A Scrum team releases a new search feature. After the Sprint Review, the Product Owner sends a brief, 8-question survey to active users with a 1–5 ease-of-use scale and two open-text questions. Results show low scores on filter clarity and many comments requesting preset filters.

The team creates new user stories for preset filters, updates acceptance criteria for clearer labels, and raises a usability risk for tracking. These items are prioritized into the next refinement session.

Pitfalls

  • Overlong questionnaires leading to survey fatigue and low-quality responses.
  • Leading or ambiguous questions that bias the results.
  • Non-representative samples that skew priorities away from key users.
  • Ignoring qualitative comments in favor of averages only.
  • Lack of anonymity or consent, causing low response rates or compliance issues.
  • Relying solely on surveys without corroborating evidence from real usage or interviews.

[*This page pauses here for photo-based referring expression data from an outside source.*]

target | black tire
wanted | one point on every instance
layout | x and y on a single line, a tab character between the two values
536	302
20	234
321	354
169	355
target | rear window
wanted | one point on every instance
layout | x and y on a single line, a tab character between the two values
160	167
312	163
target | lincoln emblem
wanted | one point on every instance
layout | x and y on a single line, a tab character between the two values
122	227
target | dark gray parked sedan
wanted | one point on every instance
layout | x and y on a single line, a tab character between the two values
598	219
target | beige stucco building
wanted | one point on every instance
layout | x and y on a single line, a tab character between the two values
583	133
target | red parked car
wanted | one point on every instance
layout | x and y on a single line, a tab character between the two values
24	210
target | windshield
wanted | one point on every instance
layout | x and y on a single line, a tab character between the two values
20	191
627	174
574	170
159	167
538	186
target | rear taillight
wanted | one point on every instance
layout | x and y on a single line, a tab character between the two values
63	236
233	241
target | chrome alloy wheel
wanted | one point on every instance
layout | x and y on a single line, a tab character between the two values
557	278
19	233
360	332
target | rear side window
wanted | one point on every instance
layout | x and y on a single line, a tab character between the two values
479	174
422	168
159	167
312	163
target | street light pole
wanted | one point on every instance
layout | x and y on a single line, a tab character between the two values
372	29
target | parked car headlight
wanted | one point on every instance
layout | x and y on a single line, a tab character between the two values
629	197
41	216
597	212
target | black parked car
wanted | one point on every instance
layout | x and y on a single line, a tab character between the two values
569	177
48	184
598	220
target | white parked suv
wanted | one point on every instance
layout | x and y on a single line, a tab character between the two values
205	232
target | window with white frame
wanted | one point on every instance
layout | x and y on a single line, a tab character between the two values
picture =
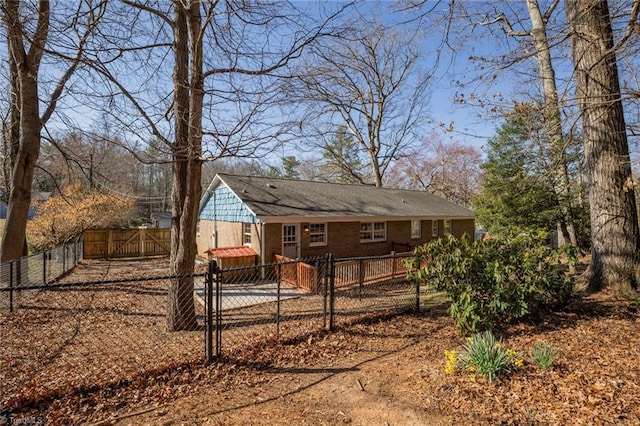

PMP/SCRUM Example Question

A Product Owner must validate which of three epics delivers the most user value across a globally distributed customer base within one week. What is the best next step?

  1. Schedule a two-day stakeholder workshop to debate and pick a winner.
  2. Distribute a short questionnaire with rating scales and open comments to targeted personas.
  3. Ask the Scrum Master to decide based on team capacity.
  4. Delay the decision until the next Sprint Review to gather verbal feedback.

Correct Answer: B — Distribute a short questionnaire with rating scales and open comments to targeted personas.

Explanation: Questionnaires quickly gather structured input from a broad audience and support evidence-based prioritization. The other options are slower, less representative, or bypass proper stakeholder input.